Salimos de Lima un viernes por la noche en una pickup petrolera mis cinco amigos y yo. Éramos los seis apiñados entre el equipaje deportivo, los sleeping bags y las carpas. Llegamos a Paracas como a las 11:30 de la noche y, como el plan era navegar rumbo a la isla al día siguiente a las 5:00 a.m., decidimos no hospedarnos en un hotel esa noche. Considerábamos que era un desperdicio gastar la poca plata que teníamos en un alojamiento para dormir solo cuatro horas. Decidimos, entonces, dormir en la tolva de la camioneta. Tres durmieron dentro de la cabina y tres tuvimos la suerte de dormir en nuestros sleeping bags en la tolva de la camioneta.
Fue una noche que no olvido: nunca en mi vida había visto tantas estrellas, no podía dormir, me quedé contemplando la Vía Láctea y pude ver por primera vez varias estrellas fugaces. Recuerdo, era julio, habíamos partido de Lima en medio de la llovizna y humedad. Me parecía increíble haber encontrado un cielo como ese a solo tres horas de Lima. Había ido de niño a Paracas, pero nunca había dormido a la intemperie ni había tomado conciencia de ese paraíso natural.

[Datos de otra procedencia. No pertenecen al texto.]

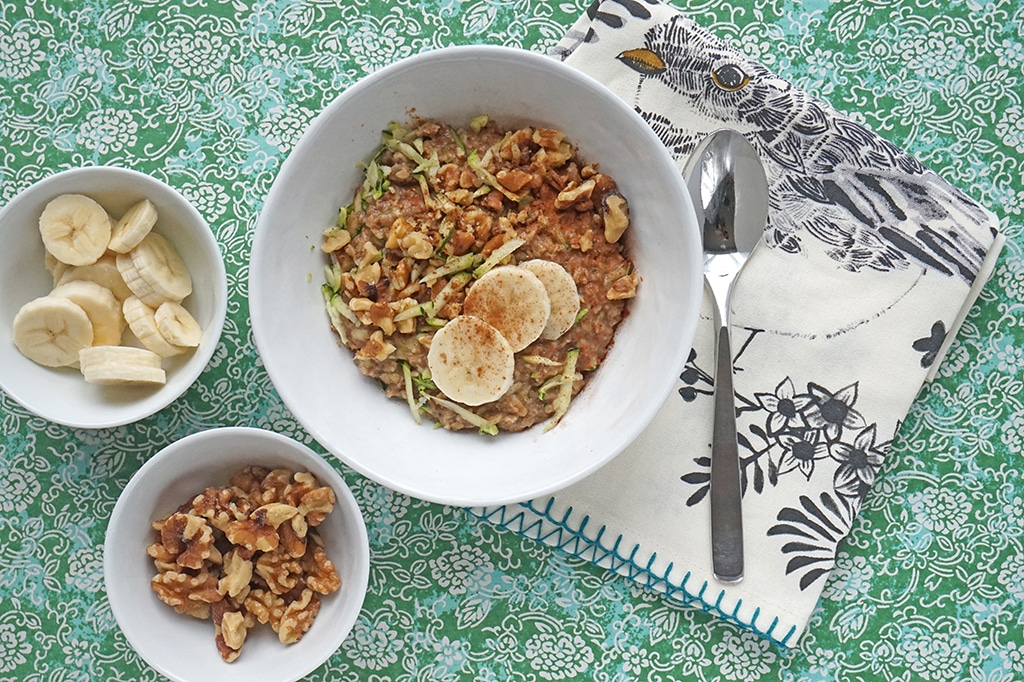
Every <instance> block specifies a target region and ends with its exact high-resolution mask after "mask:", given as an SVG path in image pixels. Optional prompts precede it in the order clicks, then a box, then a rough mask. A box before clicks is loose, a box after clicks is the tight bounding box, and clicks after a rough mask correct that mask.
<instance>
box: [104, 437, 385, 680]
mask: <svg viewBox="0 0 1024 682" xmlns="http://www.w3.org/2000/svg"><path fill="white" fill-rule="evenodd" d="M251 465H258V466H264V467H267V468H276V467H284V468H290V469H292V470H293V471H300V470H302V471H308V472H310V473H312V474H313V475H314V476H315V477H316V478H317V480H319V481H321V482H322V483H326V484H329V485H331V487H333V488H334V492H335V495H336V497H337V499H338V502H337V504H336V505H335V508H334V511H332V512H331V514H329V515H328V517H327V519H326V520H325V521H324V522H323V523H321V525H319V526H317V529H318V530H319V532H321V536H322V537H323V539H324V545H325V549H326V550H327V552H328V556H330V557H331V559H332V561H334V563H335V566H336V568H337V570H338V573H339V574H340V576H341V589H340V590H339V591H338V592H335V593H334V594H330V595H327V596H325V597H324V598H323V599H322V601H321V610H319V613H318V614H317V615H316V620H315V622H314V623H313V625H312V628H310V629H309V631H308V632H307V633H306V634H305V636H303V637H302V639H301V640H299V641H298V642H297V643H295V644H292V645H288V646H286V645H284V644H282V643H281V642H280V641H278V636H276V635H275V634H274V633H273V631H272V630H271V629H270V627H269V626H262V625H257V626H256V628H255V629H253V630H251V631H250V632H249V636H248V637H247V638H246V642H245V645H244V646H243V648H242V655H240V656H239V658H238V659H237V660H236V662H234V663H232V664H226V663H224V662H223V660H222V659H221V657H220V654H219V653H218V652H217V647H216V645H215V643H214V632H213V624H212V623H211V622H210V621H199V620H196V619H194V617H190V616H188V615H183V614H181V613H178V612H176V611H175V610H174V609H173V608H171V607H170V606H168V605H167V604H165V603H163V602H162V601H160V599H159V598H158V597H157V594H156V593H155V592H154V591H153V589H152V588H151V586H150V581H151V580H152V579H153V577H154V576H155V574H156V572H157V569H156V568H155V567H154V565H153V560H152V559H151V558H150V557H148V556H147V555H146V553H145V548H146V547H147V546H148V545H150V544H151V543H152V542H153V538H154V532H153V529H152V528H151V526H150V524H151V522H152V521H153V520H155V519H157V518H160V517H162V516H164V515H166V514H169V513H171V512H173V511H174V510H175V509H177V507H178V506H179V505H181V504H182V503H184V502H186V501H188V500H190V499H191V496H195V495H197V494H198V493H201V492H202V491H203V488H205V487H206V486H208V485H215V486H219V485H225V484H227V479H228V478H229V477H230V476H231V475H233V474H236V473H238V472H239V471H240V470H242V469H243V468H245V467H247V466H251ZM369 576H370V544H369V541H368V538H367V528H366V525H365V524H364V521H362V515H361V512H360V511H359V507H358V505H357V504H356V502H355V499H354V498H353V497H352V494H351V492H350V491H349V489H348V487H347V486H346V485H345V481H344V479H342V477H341V476H340V475H339V474H338V472H337V471H336V470H335V469H334V468H333V467H332V466H331V465H330V464H328V463H327V462H325V461H324V459H323V458H322V457H319V456H318V455H316V454H315V453H314V452H313V451H311V450H309V449H308V447H306V446H305V445H303V444H301V443H299V442H296V441H295V440H292V439H291V438H288V437H286V436H283V435H281V434H278V433H274V432H272V431H264V430H261V429H253V428H242V427H227V428H220V429H212V430H209V431H201V432H199V433H195V434H193V435H190V436H187V437H185V438H182V439H181V440H178V441H176V442H173V443H171V444H170V445H168V446H167V447H165V449H164V450H162V451H161V452H160V453H158V454H157V455H156V456H154V458H153V459H151V460H150V461H148V462H146V463H145V464H144V465H143V466H142V467H141V468H140V469H139V470H138V471H137V472H136V473H135V475H134V476H132V478H131V480H129V481H128V484H127V485H126V486H125V489H124V492H123V493H122V494H121V497H120V498H119V499H118V502H117V505H115V507H114V512H113V514H112V516H111V522H110V525H108V528H106V538H105V542H104V549H103V580H104V582H105V585H106V593H108V596H109V597H110V601H111V609H112V610H113V611H114V616H115V619H116V620H117V622H118V625H119V626H121V630H122V631H123V632H124V634H125V637H126V638H127V639H128V642H129V643H130V644H131V645H132V646H133V647H134V648H135V650H136V651H137V652H138V654H139V655H140V656H142V658H144V659H145V662H146V663H148V664H150V665H151V666H153V668H155V669H156V670H157V671H159V672H160V673H161V674H163V675H165V676H166V677H168V678H170V679H172V680H175V681H176V682H200V681H205V680H217V681H218V682H232V681H238V682H251V681H252V680H261V681H263V682H291V681H292V680H297V679H299V678H301V677H303V676H304V675H306V674H308V673H309V672H311V671H313V670H315V669H316V668H317V667H318V666H319V665H321V664H323V663H324V662H325V660H327V658H328V657H329V656H330V655H331V654H332V653H334V652H335V651H336V650H337V649H338V647H339V646H341V643H342V642H343V641H344V639H345V637H346V636H347V635H348V633H349V632H350V631H351V629H352V626H353V625H354V624H355V620H356V617H357V616H358V613H359V609H360V608H361V607H362V599H364V597H365V596H366V591H367V584H368V581H369Z"/></svg>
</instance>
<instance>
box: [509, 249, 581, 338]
mask: <svg viewBox="0 0 1024 682" xmlns="http://www.w3.org/2000/svg"><path fill="white" fill-rule="evenodd" d="M519 267H521V268H523V269H526V270H529V271H530V272H532V273H534V274H536V275H537V278H538V279H539V280H540V281H541V284H543V285H544V289H545V290H546V291H547V292H548V300H549V301H550V302H551V316H550V317H548V324H547V325H545V327H544V331H543V332H541V338H542V339H557V338H558V337H560V336H561V335H562V334H564V333H565V332H567V331H569V328H571V327H572V325H573V324H575V316H577V314H579V313H580V291H579V290H578V289H577V286H575V282H574V281H573V280H572V275H571V274H569V273H568V270H566V269H565V268H564V267H562V266H561V265H559V264H558V263H556V262H554V261H552V260H543V259H541V258H537V259H534V260H527V261H525V262H523V263H519Z"/></svg>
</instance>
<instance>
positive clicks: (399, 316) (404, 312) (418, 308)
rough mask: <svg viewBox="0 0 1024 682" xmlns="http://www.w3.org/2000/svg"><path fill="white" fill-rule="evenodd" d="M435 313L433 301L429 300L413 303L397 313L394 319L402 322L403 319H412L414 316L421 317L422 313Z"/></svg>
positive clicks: (427, 313)
mask: <svg viewBox="0 0 1024 682" xmlns="http://www.w3.org/2000/svg"><path fill="white" fill-rule="evenodd" d="M433 314H434V304H433V301H427V302H426V303H420V304H418V305H411V306H410V307H408V308H406V309H404V310H402V311H401V312H399V313H397V314H395V316H394V321H395V322H401V321H403V319H412V318H413V317H419V316H420V315H424V316H427V317H430V316H432V315H433Z"/></svg>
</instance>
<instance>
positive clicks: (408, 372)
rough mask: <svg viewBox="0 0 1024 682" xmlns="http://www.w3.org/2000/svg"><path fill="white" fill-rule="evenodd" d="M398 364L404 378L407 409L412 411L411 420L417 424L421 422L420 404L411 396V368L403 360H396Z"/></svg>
mask: <svg viewBox="0 0 1024 682" xmlns="http://www.w3.org/2000/svg"><path fill="white" fill-rule="evenodd" d="M398 364H399V365H401V375H402V377H403V378H404V379H406V402H408V403H409V411H410V412H412V413H413V421H415V422H416V423H417V424H422V423H423V420H422V419H421V418H420V406H419V404H418V403H417V401H416V398H415V397H414V396H413V369H412V368H411V367H410V366H409V363H407V361H404V360H398Z"/></svg>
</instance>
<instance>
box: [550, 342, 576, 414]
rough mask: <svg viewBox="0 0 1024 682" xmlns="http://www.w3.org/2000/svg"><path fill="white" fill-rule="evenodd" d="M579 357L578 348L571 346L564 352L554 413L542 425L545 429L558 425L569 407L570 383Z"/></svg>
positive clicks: (571, 390) (570, 385) (570, 384)
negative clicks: (568, 350)
mask: <svg viewBox="0 0 1024 682" xmlns="http://www.w3.org/2000/svg"><path fill="white" fill-rule="evenodd" d="M579 357H580V349H579V348H571V349H570V350H569V351H568V352H567V353H565V366H564V367H563V368H562V375H561V377H560V379H561V383H560V384H559V386H558V395H556V396H555V401H554V403H553V404H554V408H555V413H554V415H552V417H551V421H549V422H548V424H547V426H545V427H544V430H545V431H550V430H551V429H553V428H555V427H556V426H558V422H560V421H561V420H562V417H564V416H565V413H566V412H567V411H568V409H569V401H570V400H571V399H572V384H573V383H575V365H577V359H579Z"/></svg>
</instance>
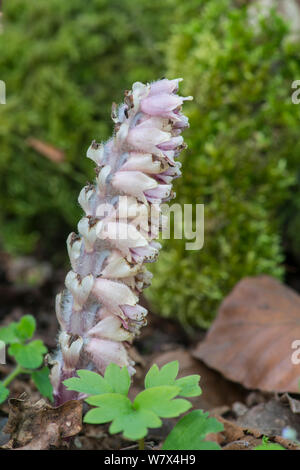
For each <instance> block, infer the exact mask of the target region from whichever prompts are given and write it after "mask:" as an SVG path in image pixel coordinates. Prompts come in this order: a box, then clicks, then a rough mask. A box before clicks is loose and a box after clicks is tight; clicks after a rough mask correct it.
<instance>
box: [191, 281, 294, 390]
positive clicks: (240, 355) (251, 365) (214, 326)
mask: <svg viewBox="0 0 300 470" xmlns="http://www.w3.org/2000/svg"><path fill="white" fill-rule="evenodd" d="M295 340H300V296H299V295H298V294H297V293H295V292H294V291H293V290H292V289H290V288H288V287H286V286H284V285H283V284H281V283H280V282H278V281H276V280H275V279H273V278H271V277H269V276H258V277H254V278H245V279H243V280H242V281H240V282H239V283H238V284H237V285H236V287H235V288H234V289H233V291H232V292H231V293H230V294H229V295H228V297H226V299H225V300H224V301H223V303H222V305H221V307H220V309H219V314H218V316H217V318H216V320H215V322H214V323H213V325H212V327H211V329H210V331H209V332H208V334H207V336H206V338H205V340H204V341H203V342H201V343H199V344H198V346H197V348H196V349H195V351H194V356H195V357H197V358H198V359H202V360H203V361H204V362H205V363H206V364H207V365H208V366H210V367H212V368H214V369H216V370H218V371H219V372H221V373H222V374H223V375H224V376H225V377H227V378H228V379H230V380H233V381H235V382H239V383H241V384H242V385H244V386H245V387H247V388H250V389H260V390H263V391H276V392H292V393H297V392H298V393H299V388H298V381H299V377H300V366H297V365H294V364H293V363H292V353H293V352H294V351H293V349H292V343H293V341H295Z"/></svg>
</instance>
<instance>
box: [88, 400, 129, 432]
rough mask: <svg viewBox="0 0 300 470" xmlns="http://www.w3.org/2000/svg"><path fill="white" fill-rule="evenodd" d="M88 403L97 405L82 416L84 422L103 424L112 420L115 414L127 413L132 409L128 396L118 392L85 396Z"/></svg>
mask: <svg viewBox="0 0 300 470" xmlns="http://www.w3.org/2000/svg"><path fill="white" fill-rule="evenodd" d="M85 401H86V402H87V403H88V404H89V405H94V406H98V407H99V408H95V409H93V410H90V411H88V412H87V414H86V415H85V417H84V421H85V422H86V423H93V424H96V423H97V424H103V423H108V422H109V421H112V420H113V419H115V418H116V417H117V416H121V415H123V414H128V413H130V412H131V410H132V403H131V401H130V400H129V398H127V397H125V396H124V395H121V394H120V393H104V394H102V395H95V396H93V397H89V398H86V400H85Z"/></svg>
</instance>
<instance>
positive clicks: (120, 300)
mask: <svg viewBox="0 0 300 470" xmlns="http://www.w3.org/2000/svg"><path fill="white" fill-rule="evenodd" d="M180 81H181V79H175V80H167V79H163V80H159V81H157V82H153V83H150V84H146V85H144V84H143V83H138V82H137V83H134V84H133V87H132V90H130V91H126V92H125V99H124V103H123V104H121V105H120V106H119V107H117V106H116V105H115V104H114V105H113V107H112V119H113V122H114V133H113V136H112V138H111V139H109V140H108V141H107V142H106V143H103V144H102V143H99V144H98V143H96V142H95V141H93V142H92V144H91V146H90V148H89V149H88V152H87V157H88V158H90V159H91V160H93V162H94V163H95V164H96V168H95V171H96V179H95V181H94V183H92V184H88V185H87V186H85V187H84V188H83V189H82V190H81V192H80V194H79V198H78V201H79V204H80V205H81V207H82V209H83V211H84V214H83V217H82V218H81V220H80V221H79V223H78V227H77V228H78V234H76V233H71V234H70V235H69V237H68V239H67V247H68V252H69V257H70V262H71V267H72V269H71V270H70V271H69V273H68V274H67V276H66V279H65V289H64V290H63V291H62V292H61V293H60V294H58V296H57V298H56V315H57V319H58V321H59V324H60V327H61V331H60V334H59V338H58V349H57V352H56V354H55V356H54V357H53V358H52V364H53V368H52V371H51V382H52V385H53V390H54V397H55V403H56V405H59V404H62V403H64V402H65V401H67V400H70V399H78V398H80V395H78V393H77V392H73V391H67V390H66V388H65V386H64V381H65V380H66V379H68V378H70V377H73V376H74V375H75V374H76V371H77V370H79V369H87V370H96V371H97V372H98V373H100V374H104V373H105V370H106V367H107V366H108V365H109V364H110V363H112V362H113V363H115V364H117V365H118V366H120V367H123V366H125V367H127V368H128V371H129V373H130V374H131V375H132V374H134V372H135V369H134V361H133V360H132V358H131V357H130V344H131V343H132V341H133V339H134V337H135V336H137V335H138V334H139V331H140V328H141V327H142V326H144V325H145V324H146V315H147V310H146V309H145V308H144V307H143V306H142V305H139V304H138V301H139V296H140V294H141V292H142V291H143V289H145V288H146V287H147V286H149V285H150V283H151V278H152V274H151V272H149V271H148V270H147V269H146V264H147V263H152V262H154V261H155V260H156V258H157V256H158V252H159V249H160V248H161V246H160V244H159V243H158V242H157V241H156V240H157V238H158V237H159V232H160V230H162V228H163V224H164V220H165V219H166V216H165V215H164V214H163V213H162V206H163V204H164V203H165V202H167V201H169V200H171V199H173V197H175V194H174V192H173V191H172V182H173V180H174V179H175V178H178V177H179V176H180V175H181V171H180V167H181V164H180V162H178V161H176V159H177V157H178V156H179V154H180V152H181V150H183V149H184V148H185V147H186V145H185V144H184V141H183V138H182V136H181V133H182V131H183V130H184V129H185V128H186V127H188V119H187V117H186V116H184V115H183V114H182V112H181V108H182V105H183V102H184V101H185V100H187V99H191V97H187V98H184V97H181V96H179V95H178V94H177V91H178V85H179V82H180Z"/></svg>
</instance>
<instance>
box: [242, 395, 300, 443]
mask: <svg viewBox="0 0 300 470" xmlns="http://www.w3.org/2000/svg"><path fill="white" fill-rule="evenodd" d="M236 422H237V424H239V425H240V426H243V427H250V428H255V429H258V430H259V431H260V432H261V433H262V434H265V435H266V436H281V435H282V432H283V430H284V429H285V428H286V427H291V428H293V429H295V431H296V432H297V435H298V436H299V435H300V422H299V417H298V416H297V415H296V414H295V413H293V412H292V411H291V409H290V408H289V406H286V405H285V404H283V403H282V402H281V401H280V400H275V399H272V400H270V401H268V402H267V403H260V404H259V405H256V406H254V407H253V408H251V409H249V410H248V411H247V412H246V413H245V414H243V415H242V416H239V417H238V419H237V420H236Z"/></svg>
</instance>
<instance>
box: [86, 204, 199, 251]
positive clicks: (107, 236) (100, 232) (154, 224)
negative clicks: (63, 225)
mask: <svg viewBox="0 0 300 470" xmlns="http://www.w3.org/2000/svg"><path fill="white" fill-rule="evenodd" d="M88 225H89V230H91V229H93V228H94V229H95V232H96V236H97V237H98V238H99V239H102V240H105V239H110V240H126V241H127V242H129V243H130V242H131V241H136V242H137V245H136V246H143V244H142V243H143V239H142V238H141V237H143V236H144V238H147V237H148V235H149V234H151V239H152V240H154V239H158V238H161V239H162V240H170V239H176V240H182V239H184V240H187V241H186V243H185V249H186V250H188V251H190V250H201V249H202V247H203V245H204V204H183V205H180V204H178V203H175V204H171V205H169V204H161V205H159V204H151V205H150V206H146V205H145V204H139V203H137V202H136V201H133V200H132V198H130V197H127V196H120V197H119V199H118V207H117V209H116V208H115V206H114V205H113V204H109V203H105V204H100V205H99V206H98V208H97V212H96V217H95V218H91V217H90V218H89V221H88Z"/></svg>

Al día siguiente nos fuimos al ‘Chaco’. Puerto de pesca y embarcadero donde habíamos alquilado un ‘peque peque’ (botecito de pescador con motor central, lento, que suena pequepequepeque). Nos demoramos unas tres horas navegando. Cuando llegamos a la isla, asomaba una ola, derecha, de más de dos metros, tubular, cielo azul, sol y delfines. Corrimos olas con ellos, con las focas, rodeados de un ecosistema en armonía, limpio, repleto de diversidad biológica. De regreso vimos el famoso y misterioso candelabro, geoglifo inexplicable que no se borra con el paso del tiempo a pesar de los fuertes vientos. Los antiguos peruanos y piratas que recorrían el mar dibujaron este candelabro con la finalidad de orientarse en sus travesías de pesca o exploración.
Al llegar a la bahía de Paracas, el disfrute continuó. Cielo azul, sol, y 23 grados Celsius en pleno invierno. Estábamos tan contentos que decidimos invertir nuestra plata en un delicioso almuerzo en el clásico Hotel Paracas, a pesar de que luego no tendríamos ya ni siquiera para un hostal. Comimos conchas, ceviches y langostinos de primer nivel. Tomamos pisco sours y decidimos quedarnos una noche más, bajo las estrellas, durmiendo en la camioneta, con tal de repetirlo todo al día siguiente.
Actualmente Paracas es una reserva nacional protegida, que ofrece aún más. Hoteles hermosos, para todos los bolsillos, restaurantes deliciosos, incluido el gran Intimare dentro de la reserva donde se comen las mejores conchas del mundo. Deportes de aventura, paseos a las islas ballestas y demás.Esta columna es un tributo a Paracas, bahía mágica, pero sobre todo es un incentivo a viajar.
Lima es una ciudad un poco fea en invierno. Considero que viajar es una prescripción de salud mental. Hay que salir un poco de la capital, tenemos un país con muchas dificultades, pero también con muchas reservas… de felicidad.